The family of Auto Regressive Integrated Moving Average (ARIMA) models are worth mentioning because they are traditionally used in time series forecasting. While I'm obviously a big fan of deep neural networks (in fact I wrote a book about them), I suggest starting with ARIMA and progressing towards deep learning. In many cases, ARIMA will outperform the LSTM. This is especially true when data is sparse.
The ARIMA model is a combination of three parts. The AR, or autoregressive part, is the part that seeks to model the series based on it's own autocorrelation. The MA portion attempts to model local surprises or shocks in the time series. The I portion covers differencing, which we've just covered. The ARIMA model typically takes three hyperparameters, p, d, and q, which correspond to the number of autoregressive lags modeled, the degree of differencing, and the order of the moving average portion of the model, respectively.
The ARIMAX model allows for the inclusion of one or more covariates in the time series model. What's a covariate in this case, you ask?
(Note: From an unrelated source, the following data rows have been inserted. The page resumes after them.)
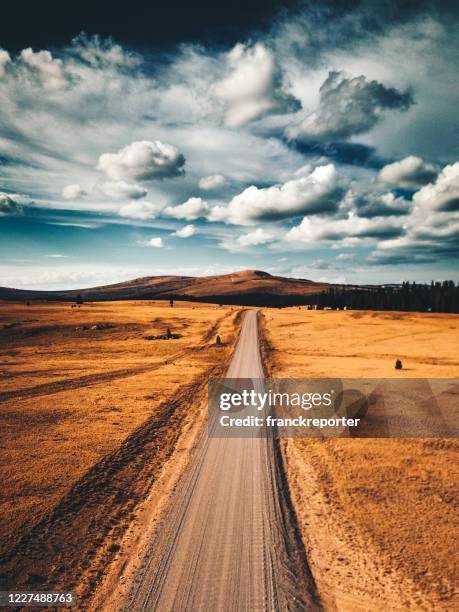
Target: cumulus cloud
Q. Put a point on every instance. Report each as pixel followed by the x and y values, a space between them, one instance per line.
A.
pixel 443 194
pixel 122 189
pixel 214 181
pixel 253 86
pixel 409 173
pixel 347 231
pixel 185 232
pixel 348 106
pixel 319 192
pixel 139 210
pixel 8 205
pixel 102 53
pixel 48 71
pixel 73 192
pixel 193 208
pixel 143 160
pixel 4 60
pixel 157 243
pixel 371 203
pixel 259 236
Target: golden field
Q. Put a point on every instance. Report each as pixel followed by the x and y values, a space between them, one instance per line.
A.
pixel 91 408
pixel 377 516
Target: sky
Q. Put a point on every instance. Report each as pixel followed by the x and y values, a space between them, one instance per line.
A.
pixel 312 140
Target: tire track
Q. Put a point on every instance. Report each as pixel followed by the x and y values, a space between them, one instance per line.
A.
pixel 227 542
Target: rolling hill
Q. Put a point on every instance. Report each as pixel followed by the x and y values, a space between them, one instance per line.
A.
pixel 249 287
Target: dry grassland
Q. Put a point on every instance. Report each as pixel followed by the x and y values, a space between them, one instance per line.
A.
pixel 378 517
pixel 90 411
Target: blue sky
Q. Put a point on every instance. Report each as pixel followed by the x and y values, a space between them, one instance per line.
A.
pixel 320 146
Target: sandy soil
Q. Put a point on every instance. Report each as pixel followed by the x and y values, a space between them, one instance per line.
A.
pixel 378 517
pixel 225 542
pixel 91 409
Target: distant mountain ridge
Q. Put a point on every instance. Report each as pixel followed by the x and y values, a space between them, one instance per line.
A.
pixel 248 287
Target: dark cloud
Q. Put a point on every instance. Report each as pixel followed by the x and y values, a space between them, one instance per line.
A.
pixel 349 106
pixel 349 153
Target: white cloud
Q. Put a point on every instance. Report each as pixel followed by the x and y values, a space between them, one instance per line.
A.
pixel 9 204
pixel 348 231
pixel 4 60
pixel 185 232
pixel 443 194
pixel 48 70
pixel 214 181
pixel 253 87
pixel 259 236
pixel 73 192
pixel 409 173
pixel 143 160
pixel 157 243
pixel 317 193
pixel 192 209
pixel 139 210
pixel 122 189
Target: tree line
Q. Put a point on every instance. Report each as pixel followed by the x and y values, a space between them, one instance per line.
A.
pixel 433 297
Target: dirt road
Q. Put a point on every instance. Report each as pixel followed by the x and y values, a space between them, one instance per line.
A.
pixel 228 542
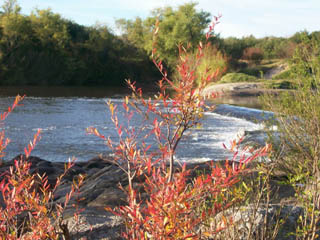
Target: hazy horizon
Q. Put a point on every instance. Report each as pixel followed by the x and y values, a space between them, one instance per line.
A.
pixel 279 18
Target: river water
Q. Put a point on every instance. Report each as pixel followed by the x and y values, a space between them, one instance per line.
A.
pixel 63 121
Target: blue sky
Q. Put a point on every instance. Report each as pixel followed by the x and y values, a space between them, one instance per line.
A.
pixel 239 17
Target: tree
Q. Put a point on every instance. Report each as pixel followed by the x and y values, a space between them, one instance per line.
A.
pixel 177 26
pixel 10 6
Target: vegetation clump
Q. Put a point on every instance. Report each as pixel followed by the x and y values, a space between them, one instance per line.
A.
pixel 237 77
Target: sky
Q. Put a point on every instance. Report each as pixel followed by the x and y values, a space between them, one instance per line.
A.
pixel 260 18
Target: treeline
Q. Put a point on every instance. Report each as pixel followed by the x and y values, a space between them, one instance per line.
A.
pixel 187 25
pixel 45 49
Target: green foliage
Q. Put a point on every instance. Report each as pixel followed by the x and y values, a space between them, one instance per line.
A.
pixel 281 84
pixel 237 77
pixel 298 121
pixel 46 49
pixel 283 75
pixel 177 26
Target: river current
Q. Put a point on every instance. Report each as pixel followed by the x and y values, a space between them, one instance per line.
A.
pixel 64 120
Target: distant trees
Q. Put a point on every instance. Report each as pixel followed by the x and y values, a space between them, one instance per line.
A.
pixel 177 26
pixel 43 48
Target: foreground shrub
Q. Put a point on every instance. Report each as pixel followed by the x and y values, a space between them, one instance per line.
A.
pixel 175 205
pixel 298 121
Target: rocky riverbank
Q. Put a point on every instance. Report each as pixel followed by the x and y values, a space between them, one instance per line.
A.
pixel 101 189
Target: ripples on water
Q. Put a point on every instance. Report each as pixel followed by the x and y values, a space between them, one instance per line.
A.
pixel 64 120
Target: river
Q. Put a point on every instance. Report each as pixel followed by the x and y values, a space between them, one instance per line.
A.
pixel 64 119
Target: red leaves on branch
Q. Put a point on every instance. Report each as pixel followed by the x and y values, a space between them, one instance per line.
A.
pixel 177 206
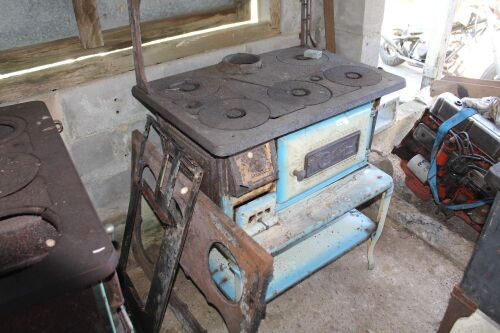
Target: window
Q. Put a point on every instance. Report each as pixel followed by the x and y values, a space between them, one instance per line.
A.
pixel 55 58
It's an additional time series that is also correlated to the dependent variable and can be used to further improve the performance of forecasting.
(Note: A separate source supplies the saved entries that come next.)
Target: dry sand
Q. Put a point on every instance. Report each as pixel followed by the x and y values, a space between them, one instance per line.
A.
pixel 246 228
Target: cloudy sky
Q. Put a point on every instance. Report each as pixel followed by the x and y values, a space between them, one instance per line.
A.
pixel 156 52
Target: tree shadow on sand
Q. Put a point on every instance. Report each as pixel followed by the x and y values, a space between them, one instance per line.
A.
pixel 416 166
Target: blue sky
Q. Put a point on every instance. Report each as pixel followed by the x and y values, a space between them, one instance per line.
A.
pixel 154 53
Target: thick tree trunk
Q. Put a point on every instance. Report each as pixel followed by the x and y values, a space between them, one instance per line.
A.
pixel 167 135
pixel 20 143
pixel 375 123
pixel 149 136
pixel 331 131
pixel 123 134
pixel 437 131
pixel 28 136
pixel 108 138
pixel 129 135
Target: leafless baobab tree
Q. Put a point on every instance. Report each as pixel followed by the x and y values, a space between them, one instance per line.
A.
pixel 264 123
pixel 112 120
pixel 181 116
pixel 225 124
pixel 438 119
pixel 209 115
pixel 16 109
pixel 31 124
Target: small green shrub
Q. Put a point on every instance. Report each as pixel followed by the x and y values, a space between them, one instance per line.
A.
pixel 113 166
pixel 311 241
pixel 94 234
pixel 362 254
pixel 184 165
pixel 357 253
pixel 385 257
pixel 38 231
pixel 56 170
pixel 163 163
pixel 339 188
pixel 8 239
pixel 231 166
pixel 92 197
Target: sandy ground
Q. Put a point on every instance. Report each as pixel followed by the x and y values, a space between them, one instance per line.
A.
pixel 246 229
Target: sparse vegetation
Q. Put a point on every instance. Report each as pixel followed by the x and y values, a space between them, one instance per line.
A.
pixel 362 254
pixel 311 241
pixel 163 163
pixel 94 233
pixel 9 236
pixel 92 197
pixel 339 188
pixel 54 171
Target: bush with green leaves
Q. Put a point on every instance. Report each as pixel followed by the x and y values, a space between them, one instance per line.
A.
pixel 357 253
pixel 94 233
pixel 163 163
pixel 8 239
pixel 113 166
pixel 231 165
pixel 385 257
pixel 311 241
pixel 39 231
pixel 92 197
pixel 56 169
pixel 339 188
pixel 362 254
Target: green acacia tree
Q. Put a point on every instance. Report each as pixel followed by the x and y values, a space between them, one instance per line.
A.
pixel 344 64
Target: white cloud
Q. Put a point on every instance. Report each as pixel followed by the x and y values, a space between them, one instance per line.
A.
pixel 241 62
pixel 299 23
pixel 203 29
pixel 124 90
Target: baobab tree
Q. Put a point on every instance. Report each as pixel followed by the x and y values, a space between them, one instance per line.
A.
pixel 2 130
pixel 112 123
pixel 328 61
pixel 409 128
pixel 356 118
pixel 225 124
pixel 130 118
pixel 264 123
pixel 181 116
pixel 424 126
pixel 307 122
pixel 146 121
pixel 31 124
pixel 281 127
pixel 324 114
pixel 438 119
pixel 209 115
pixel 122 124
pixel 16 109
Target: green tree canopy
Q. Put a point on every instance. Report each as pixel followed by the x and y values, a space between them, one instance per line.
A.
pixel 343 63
A common practice amongst traders is to attempt to predict the value of some commodity by using one or more lags from another commodity as well as autoregressive portions of the commodity we're forecasting. This is a case where the ARIMAX model would be useful.
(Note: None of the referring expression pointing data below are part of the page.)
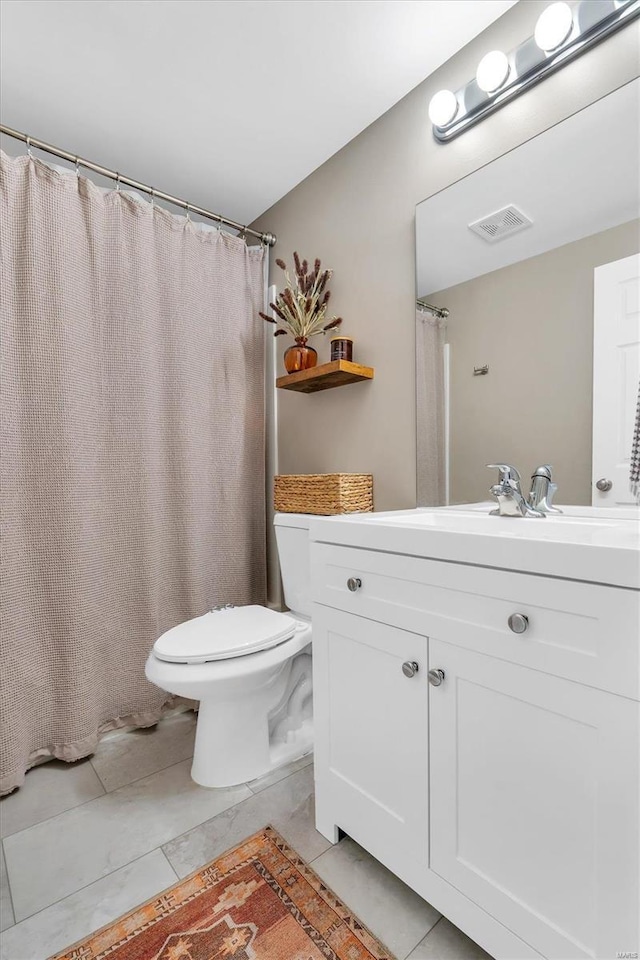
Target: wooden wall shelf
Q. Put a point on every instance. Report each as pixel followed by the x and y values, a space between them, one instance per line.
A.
pixel 337 373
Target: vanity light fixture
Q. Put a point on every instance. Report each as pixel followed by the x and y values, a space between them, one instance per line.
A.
pixel 554 26
pixel 443 108
pixel 563 32
pixel 492 71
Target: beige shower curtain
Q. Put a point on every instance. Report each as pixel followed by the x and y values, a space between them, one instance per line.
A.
pixel 132 450
pixel 430 333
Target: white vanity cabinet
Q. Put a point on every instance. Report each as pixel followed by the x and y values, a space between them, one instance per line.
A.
pixel 374 721
pixel 534 802
pixel 508 794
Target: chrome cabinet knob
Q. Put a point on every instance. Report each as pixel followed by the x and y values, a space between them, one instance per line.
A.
pixel 409 668
pixel 518 622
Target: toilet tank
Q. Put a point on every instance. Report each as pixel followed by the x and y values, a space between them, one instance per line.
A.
pixel 292 536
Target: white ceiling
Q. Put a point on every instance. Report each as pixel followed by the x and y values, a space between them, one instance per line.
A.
pixel 575 179
pixel 226 103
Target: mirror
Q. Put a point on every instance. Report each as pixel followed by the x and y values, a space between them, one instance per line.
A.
pixel 518 354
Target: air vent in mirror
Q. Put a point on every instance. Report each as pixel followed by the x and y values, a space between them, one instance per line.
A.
pixel 500 224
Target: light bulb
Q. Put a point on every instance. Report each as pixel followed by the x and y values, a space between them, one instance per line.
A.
pixel 492 71
pixel 553 26
pixel 443 107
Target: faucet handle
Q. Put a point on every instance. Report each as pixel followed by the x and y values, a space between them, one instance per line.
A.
pixel 508 474
pixel 543 471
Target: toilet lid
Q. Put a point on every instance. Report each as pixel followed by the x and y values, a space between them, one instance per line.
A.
pixel 221 634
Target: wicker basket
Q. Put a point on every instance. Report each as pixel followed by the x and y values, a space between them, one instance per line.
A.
pixel 324 494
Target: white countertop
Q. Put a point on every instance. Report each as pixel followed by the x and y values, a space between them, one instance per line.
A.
pixel 596 545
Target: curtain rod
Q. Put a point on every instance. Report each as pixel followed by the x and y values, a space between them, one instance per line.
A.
pixel 268 238
pixel 441 312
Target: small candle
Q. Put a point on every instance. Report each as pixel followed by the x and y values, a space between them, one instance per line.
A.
pixel 341 348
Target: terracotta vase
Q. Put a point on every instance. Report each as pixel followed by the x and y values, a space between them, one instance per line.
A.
pixel 299 356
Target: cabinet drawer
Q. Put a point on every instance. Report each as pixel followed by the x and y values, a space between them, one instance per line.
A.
pixel 584 632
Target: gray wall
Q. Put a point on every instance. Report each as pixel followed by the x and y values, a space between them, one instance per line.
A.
pixel 356 212
pixel 532 322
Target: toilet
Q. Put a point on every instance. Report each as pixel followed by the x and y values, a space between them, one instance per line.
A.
pixel 250 668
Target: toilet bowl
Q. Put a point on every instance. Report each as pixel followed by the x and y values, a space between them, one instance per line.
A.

If you have many covariates with intricate higher order interactions, you've landed in the sweet spot of LSTM for time series prediction. At the beginning of the book, we talked about how a multilayer perceptron can model complicated interactions between input variables giving us automatic feature engineering that provides lift over a linear or logistic regression. This property is carried forward to using LSTMs for time series prediction with many input variables.